Physiopathologie, mécanismes biochimiques généraux
• Déplétion en ATP : produit par phosphorylation oxydative ou glycolyse anaérobie, l’ATP intervient dans les transports membranaires, les synthèses protéiques, la lipogenèse, et les réactions de déacylation/réacylation. Ainsi les cellules à activité glycolytique élevées (hépatocytes) sont avantagées. Une déplétion en ATP et une diminution de sa synthèse sont induites par les agressions ischémiques et toxiques.
• Oxygène et radicaux libres : la réduction de l’oxygène moléculaire en eau induit la formation de dérivés oxygénés réactifs, susceptibles de provoquer des lésions. Un déséquilibre entre leur production et leur élimination aboutit au « stress oxydatif ». Certaines agressions, comme les irradiations, participent à la création de radicaux oxygène actifs.

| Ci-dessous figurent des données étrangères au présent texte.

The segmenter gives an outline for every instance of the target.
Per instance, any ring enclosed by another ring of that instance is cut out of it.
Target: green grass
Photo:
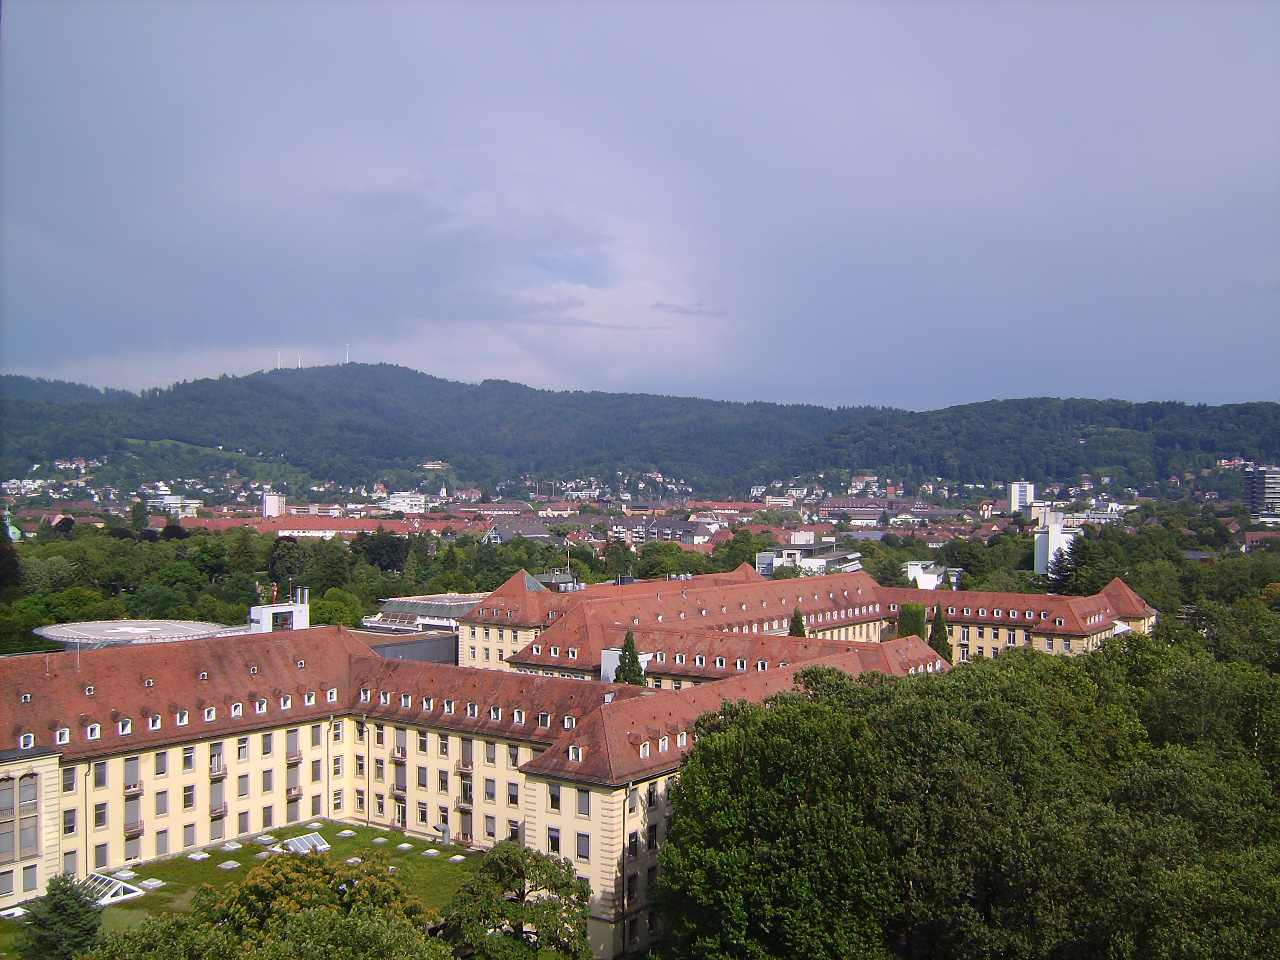
[[[277,840],[301,836],[304,833],[319,833],[332,846],[328,856],[339,860],[359,857],[368,860],[381,857],[389,866],[394,866],[404,880],[409,891],[418,897],[428,909],[439,910],[466,882],[480,865],[481,854],[466,853],[459,847],[443,847],[418,837],[406,837],[390,830],[379,830],[374,827],[361,827],[344,823],[320,821],[323,826],[312,831],[305,824],[294,824],[287,829],[272,830],[271,835]],[[354,837],[339,837],[342,830],[354,830]],[[375,837],[385,837],[387,842],[375,844]],[[243,841],[241,841],[243,842]],[[413,844],[412,850],[397,850],[399,843]],[[102,929],[127,930],[138,926],[153,913],[165,910],[190,910],[191,898],[204,884],[212,887],[223,887],[233,883],[256,867],[261,861],[254,859],[254,854],[261,853],[264,848],[256,843],[245,843],[244,848],[227,853],[217,846],[206,847],[209,854],[207,860],[188,860],[186,853],[157,860],[151,863],[132,864],[130,869],[138,876],[130,881],[137,884],[142,880],[155,877],[163,880],[165,885],[158,890],[149,891],[146,896],[136,900],[108,907],[102,912]],[[438,857],[423,856],[423,851],[436,849]],[[464,853],[466,860],[451,863],[449,857],[455,853]],[[317,854],[312,854],[317,856]],[[240,863],[237,870],[219,870],[218,864],[227,860]],[[114,872],[114,871],[113,871]],[[0,958],[15,956],[12,941],[17,924],[9,920],[0,920]]]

• Perte de l’homéostasie du calcium : l’ischémie et certaines toxines provoquent une augmentation précoce de la concentration cytosolique du calcium, qui entraîne une augmentation non spécifique de la perméabilité membranaire et une activation de certaines enzymes qui ont une action délétère, comme les phospholipases, les ATPases, les endonucléases.
• Anomalies de la perméabilité membranaire : une atteinte directe est possible par certaines toxines bactériennes, protéines virales, fractions lytiques du complément, produits des lymphocytes cytotoxiques, etc.
• Lésions mitochondriales irréversibles : pouvant être induites par une augmentation du calcium, un stress oxydatif, par une destruction des phospholipides, elles sont une clé de la mort cellulaire.
Apoptose
L’apoptose est une forme de mort cellulaire et s’oppose presque en tous points à la nécrose (tableau 2.2).
Nécrose | Apoptose |
---|---|
Pathologique | Physiologique |
« Assassinat » | « Suicide » |
Processus passif | Processus actif |
Affecte les tissus | Affecte les cellules isolément |
Noyau longtemps intact | Atteinte nucléaire +++ |
Altération des organelles | Organelles intactes |
Rupture de la membrane cellulaire | Membrane cellulaire intacte |
Inflammation +++ | Pas d’inflammation |
Définition
L’apoptose est la mort cellulaire programmée.
Elle concerne des cellules isolées, et non pas des groupes de cellules comme dans la nécrose.
Elle peut être induite ou prévenue par l’adjonction ou la suppression de stimuli particuliers.